Читаем Штундист Павел Руденко полностью

– Не стыдись, голубка, – шепнул ей Панас, – много будем мы целоваться с тобой.

Он подсел к столу с дружками. Карпий нетвердой рукой налил ему вина.

В сумерки пришел Охрим и перезвал всех к себе доканчивать пирушку.

Галя уложила мать спать и осталась совершенно одна. Она сбросила с себя праздничный

наряд, расплела косы, побросала ленты и разорвала нитку дорогих кораллов.

– Господи, что-то будет, что-то будет со мной! – шептала она в ужасе, хватаясь за голову.

У Охрима между тем шло разливанное море. Старик назвал кучу гостей вспрыснуть

помолвку своего сына. Панас усердно подливал гостям и сам не отставал от них. Он

торжествовал вдвойне: добившись согласия любимой девушки и унизив соперника. Попойка

продолжалась до глубокой ночи. В одном конце стола несколько человек старались пьяными

голосами сладить песню, причем половина пела одну, а половина – другую. На другом конце

Карпий, совсем посоловелый, обнимал младшего свата, рыжего Андрия, принимая его за Галю,

и толковал, еле ворочая языком, что он отец и ей, ненаглядной дочке, худого не пожелает и что

штундарю до Панаса – как свинье до коня.

Слова эти коснулись слуха самого Панаса, который с дружком стоял неподалеку, и дали

неожиданный толчок его пьяному воображению.

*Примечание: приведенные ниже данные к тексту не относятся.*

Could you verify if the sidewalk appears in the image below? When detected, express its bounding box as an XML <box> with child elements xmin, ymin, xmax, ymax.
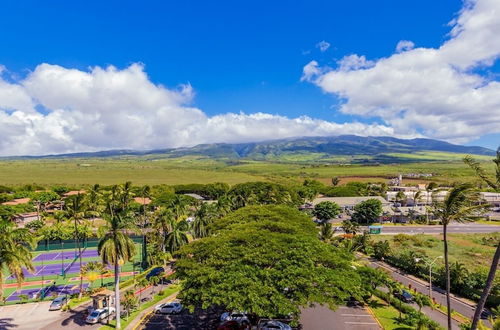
<box><xmin>125</xmin><ymin>292</ymin><xmax>178</xmax><ymax>330</ymax></box>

– Штундарь? Кто про штундаря поминать смеет? – забушевал он. – Подать сюда штундаря.

Я Гальку я него отбил, самого в порошок изотру. Кто против меня стоять смеет? – горланил он.

– Эй, ребята, что нам смотреть, – крикнул дружко на всю комнату. – Кто Панасу друг, идем

штундаря разносить!

В деревне мало секретов. Все знали, кто был соперником Панаса, и дикий призыв нашел

отголосок.

– Идем, идем, – крикнуло с десяток парней, которые еще держались на ногах, и, оставивши

стариков доканчивать попойку, буйная ватага, повалила на улицу.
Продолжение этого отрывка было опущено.